Also, the NV40 core DOES have the power to perform displacement mapping, and all the nifty features of SM3.0.. dont believe me? Well, I could elaborate.
I'd love to see real examples of NV40's features. Would you mind elaborating?

I'm still curious why you hold all sites other than AT in such low regard.

BTW, I'm not trying to "shut you up," as Matthias said, but, frankly, I can understand his frustration. A lot of what you're saying strikes me as less than reasonable or informed, as I've tried to say in my responses. I'm just trying to understand your POV.

DeeSlanger · May 6, 2004

Thank You Pete, for a most welcomed breath of ethical common sence . What most of these PFY only realize is immediate gratification and allegiance.

Matthias99 · May 6, 2004

Oy.

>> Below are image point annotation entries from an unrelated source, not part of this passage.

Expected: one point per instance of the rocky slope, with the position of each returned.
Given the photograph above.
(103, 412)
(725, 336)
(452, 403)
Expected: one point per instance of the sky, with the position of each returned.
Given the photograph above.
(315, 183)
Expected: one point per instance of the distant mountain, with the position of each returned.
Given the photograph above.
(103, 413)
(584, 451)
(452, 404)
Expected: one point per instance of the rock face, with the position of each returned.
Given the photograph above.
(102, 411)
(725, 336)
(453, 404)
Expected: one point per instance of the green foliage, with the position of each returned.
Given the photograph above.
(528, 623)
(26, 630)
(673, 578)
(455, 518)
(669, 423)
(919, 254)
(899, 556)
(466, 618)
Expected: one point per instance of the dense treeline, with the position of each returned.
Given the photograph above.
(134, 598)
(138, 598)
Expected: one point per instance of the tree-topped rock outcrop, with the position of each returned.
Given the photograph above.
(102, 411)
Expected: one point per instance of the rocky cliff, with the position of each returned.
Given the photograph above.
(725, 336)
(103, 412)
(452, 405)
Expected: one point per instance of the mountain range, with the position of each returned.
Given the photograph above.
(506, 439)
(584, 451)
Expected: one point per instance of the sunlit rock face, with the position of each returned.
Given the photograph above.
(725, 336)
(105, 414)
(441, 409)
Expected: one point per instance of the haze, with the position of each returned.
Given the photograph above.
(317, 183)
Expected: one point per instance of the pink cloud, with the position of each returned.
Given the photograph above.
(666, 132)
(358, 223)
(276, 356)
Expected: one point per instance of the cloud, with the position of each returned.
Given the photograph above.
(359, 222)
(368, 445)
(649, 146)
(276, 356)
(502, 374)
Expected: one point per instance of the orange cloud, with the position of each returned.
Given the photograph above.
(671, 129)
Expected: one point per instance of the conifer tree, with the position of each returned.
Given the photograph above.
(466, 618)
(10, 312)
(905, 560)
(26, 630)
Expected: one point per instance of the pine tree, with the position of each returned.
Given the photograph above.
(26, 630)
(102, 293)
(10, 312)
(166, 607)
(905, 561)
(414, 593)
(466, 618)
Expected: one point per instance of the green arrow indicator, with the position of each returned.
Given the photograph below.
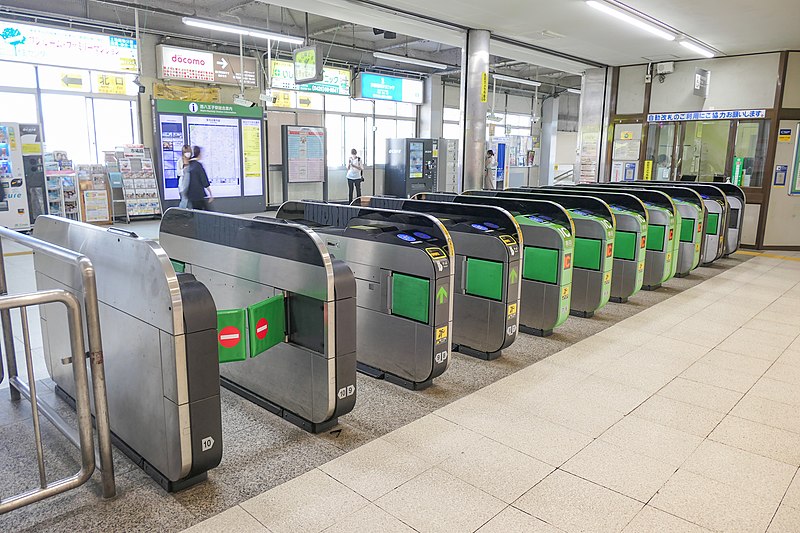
(442, 295)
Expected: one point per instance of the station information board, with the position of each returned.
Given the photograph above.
(231, 139)
(380, 87)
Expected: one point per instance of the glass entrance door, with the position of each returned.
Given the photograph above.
(705, 150)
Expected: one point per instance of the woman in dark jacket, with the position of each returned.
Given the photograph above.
(198, 193)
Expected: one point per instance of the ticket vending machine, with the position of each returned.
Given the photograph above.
(14, 204)
(412, 166)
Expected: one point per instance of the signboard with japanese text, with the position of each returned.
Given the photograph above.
(43, 45)
(707, 115)
(380, 87)
(334, 81)
(209, 67)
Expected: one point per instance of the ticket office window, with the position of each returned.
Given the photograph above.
(751, 146)
(705, 150)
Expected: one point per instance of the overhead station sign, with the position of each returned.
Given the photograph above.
(334, 80)
(209, 67)
(43, 45)
(380, 87)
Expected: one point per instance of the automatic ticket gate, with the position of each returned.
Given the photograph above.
(159, 339)
(287, 331)
(547, 256)
(487, 264)
(692, 210)
(595, 228)
(629, 244)
(404, 280)
(716, 223)
(662, 230)
(737, 201)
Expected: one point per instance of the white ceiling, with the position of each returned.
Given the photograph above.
(732, 26)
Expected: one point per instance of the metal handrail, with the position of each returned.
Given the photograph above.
(92, 320)
(86, 441)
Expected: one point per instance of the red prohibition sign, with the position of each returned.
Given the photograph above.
(229, 337)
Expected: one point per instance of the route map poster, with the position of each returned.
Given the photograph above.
(305, 147)
(218, 138)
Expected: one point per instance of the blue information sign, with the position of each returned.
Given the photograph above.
(378, 87)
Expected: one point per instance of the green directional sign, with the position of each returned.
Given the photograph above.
(267, 324)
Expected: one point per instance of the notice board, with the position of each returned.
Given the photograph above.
(304, 154)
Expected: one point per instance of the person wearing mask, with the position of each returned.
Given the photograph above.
(198, 191)
(489, 170)
(354, 174)
(183, 176)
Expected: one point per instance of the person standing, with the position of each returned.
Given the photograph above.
(198, 191)
(489, 170)
(183, 175)
(355, 170)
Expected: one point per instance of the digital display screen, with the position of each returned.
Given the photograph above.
(172, 140)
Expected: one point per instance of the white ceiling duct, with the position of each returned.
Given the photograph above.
(375, 17)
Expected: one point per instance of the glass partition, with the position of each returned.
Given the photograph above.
(750, 151)
(705, 150)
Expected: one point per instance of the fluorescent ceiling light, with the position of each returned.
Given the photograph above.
(240, 30)
(608, 10)
(697, 49)
(409, 60)
(521, 81)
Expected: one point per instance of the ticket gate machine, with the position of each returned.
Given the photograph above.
(308, 379)
(595, 228)
(404, 280)
(737, 201)
(487, 271)
(547, 256)
(716, 223)
(159, 332)
(662, 231)
(630, 243)
(692, 209)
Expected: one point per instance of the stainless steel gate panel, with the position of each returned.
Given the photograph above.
(408, 352)
(243, 262)
(481, 326)
(155, 412)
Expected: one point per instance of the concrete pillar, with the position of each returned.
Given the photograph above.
(549, 122)
(430, 113)
(474, 105)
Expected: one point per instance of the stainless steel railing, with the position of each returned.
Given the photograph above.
(78, 317)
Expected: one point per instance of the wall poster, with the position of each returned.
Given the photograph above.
(305, 153)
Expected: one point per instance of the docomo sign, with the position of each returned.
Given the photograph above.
(183, 63)
(208, 67)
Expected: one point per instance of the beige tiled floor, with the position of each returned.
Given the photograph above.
(683, 418)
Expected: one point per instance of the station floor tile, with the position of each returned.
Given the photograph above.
(675, 412)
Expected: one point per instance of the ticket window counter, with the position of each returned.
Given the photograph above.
(708, 151)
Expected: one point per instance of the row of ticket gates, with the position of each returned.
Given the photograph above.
(268, 307)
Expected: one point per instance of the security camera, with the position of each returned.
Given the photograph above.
(238, 99)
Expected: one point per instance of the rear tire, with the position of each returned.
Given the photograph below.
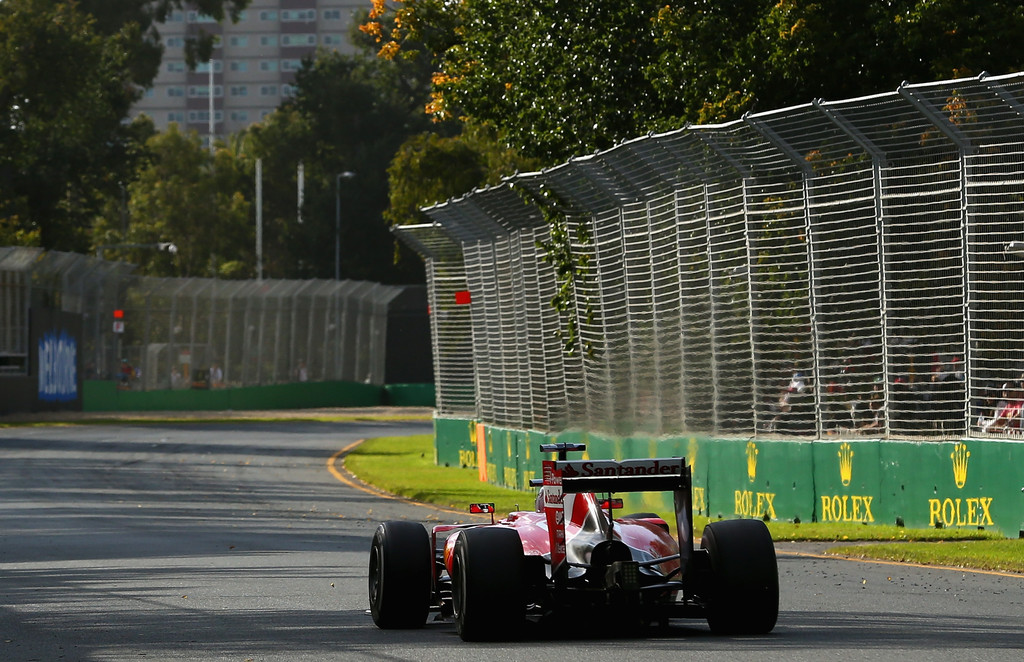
(399, 577)
(743, 590)
(487, 584)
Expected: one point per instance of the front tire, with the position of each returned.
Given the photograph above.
(399, 577)
(743, 591)
(487, 584)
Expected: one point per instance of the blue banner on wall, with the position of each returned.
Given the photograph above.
(57, 366)
(56, 359)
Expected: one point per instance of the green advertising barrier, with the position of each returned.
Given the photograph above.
(972, 483)
(455, 442)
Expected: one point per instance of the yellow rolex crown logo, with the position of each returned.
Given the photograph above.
(960, 457)
(845, 463)
(752, 460)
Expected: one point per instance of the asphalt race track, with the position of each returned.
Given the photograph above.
(235, 541)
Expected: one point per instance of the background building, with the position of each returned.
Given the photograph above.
(254, 65)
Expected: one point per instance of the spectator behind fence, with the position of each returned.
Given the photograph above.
(1008, 415)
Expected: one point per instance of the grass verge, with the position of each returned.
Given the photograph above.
(404, 465)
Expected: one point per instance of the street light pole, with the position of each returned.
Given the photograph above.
(337, 220)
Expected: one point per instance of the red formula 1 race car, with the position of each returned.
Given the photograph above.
(571, 557)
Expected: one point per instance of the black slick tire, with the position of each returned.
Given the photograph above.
(399, 575)
(743, 591)
(487, 584)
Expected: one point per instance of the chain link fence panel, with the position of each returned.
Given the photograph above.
(847, 267)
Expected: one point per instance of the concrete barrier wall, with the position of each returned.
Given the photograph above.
(104, 396)
(966, 484)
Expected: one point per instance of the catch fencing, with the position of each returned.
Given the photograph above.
(179, 333)
(848, 267)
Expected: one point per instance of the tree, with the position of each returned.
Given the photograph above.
(431, 168)
(64, 91)
(192, 199)
(145, 51)
(556, 79)
(348, 115)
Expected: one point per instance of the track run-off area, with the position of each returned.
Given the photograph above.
(247, 540)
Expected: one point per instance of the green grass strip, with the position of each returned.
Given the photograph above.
(404, 465)
(1004, 554)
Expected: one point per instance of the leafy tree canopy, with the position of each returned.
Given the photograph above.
(557, 79)
(187, 197)
(349, 115)
(64, 92)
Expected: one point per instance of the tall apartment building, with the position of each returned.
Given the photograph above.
(254, 64)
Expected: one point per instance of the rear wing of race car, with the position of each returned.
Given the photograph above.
(655, 474)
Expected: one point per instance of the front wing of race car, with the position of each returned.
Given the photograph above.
(573, 557)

Where do I start?

Originally posted by: Edge3D

Originally posted by: Matthias99

Originally posted by: Edge3D

No, my spindoctoring friend. I never said PS3 increased IQ. Vertex Shader 3.0 compliance DOES.

Click to expand...

VS3.0 compliance *could*. Displacement mapping and other complex vertex shader programs might also tank performance on the NV40; I haven't seen any numbers.

Click to expand...

Right. But that isnt what I said.
My whole point of my existence here has been to tell some of you that VS3.0 DOES have HUGE IQ gains when used.
That is all. Its nice to see at least you agree with the facts of the matter... /phew!

No. VS3.0 *might* have *some* IQ gains. They also might come at a high price in terms of performance. Unless you have some sort of numbers -- or anything -- to back up your position with, you really have nothing to go on here.

Doom 3 is the only game engine with full per pixel dynamic shadowing and lighting. Even the much touted HL2 still uses light and shadow maps. For everyones' information... that was the technology used in Quake 2!
Its not really comparable.

Different lighting models are not necessarily better. HL2 uses a very different rendering system, with lots of little shaders to handle its dynamic lighting needs.

Click to expand...

Hehe. "different" lighting models?? Interesting way of putting it.
Thats like saying SM2 is merely "different" than SM3.. not inferior as it is in reality.

SM2 is a subset of SM3; of course it is 'inferior'.

HL2 does its lighting differently than Doom3 does. That doesn't mean it's going to look worse, or that the way they're doing it is 'wrong' or 'inferior'.

/sigh
NV has improved their drivers to the point where its now just as fast in ARB2 as NV30 mixed mode specific path.

Click to expand...

<snip -- info from Carmack>

IE, they didn't really improve their speed, they just made it so it runs at lower precision automatically, instead of Carmack having to tell them to do it explicitly via a different codepath. No big changes here; it's still running mixed-mode FP16/FP32, just doing it in the driver instead of in the game code itself.

There's actually quite a bit of good discussion in that thread about how Doom3's shading works, and how it compares to HL2. Perhaps you should take a look.

Click to expand...

I was already aware of all this stuff. It IS good that it is in the driver though. Believe me, I am no NV3X fan.. I was just stating the facts.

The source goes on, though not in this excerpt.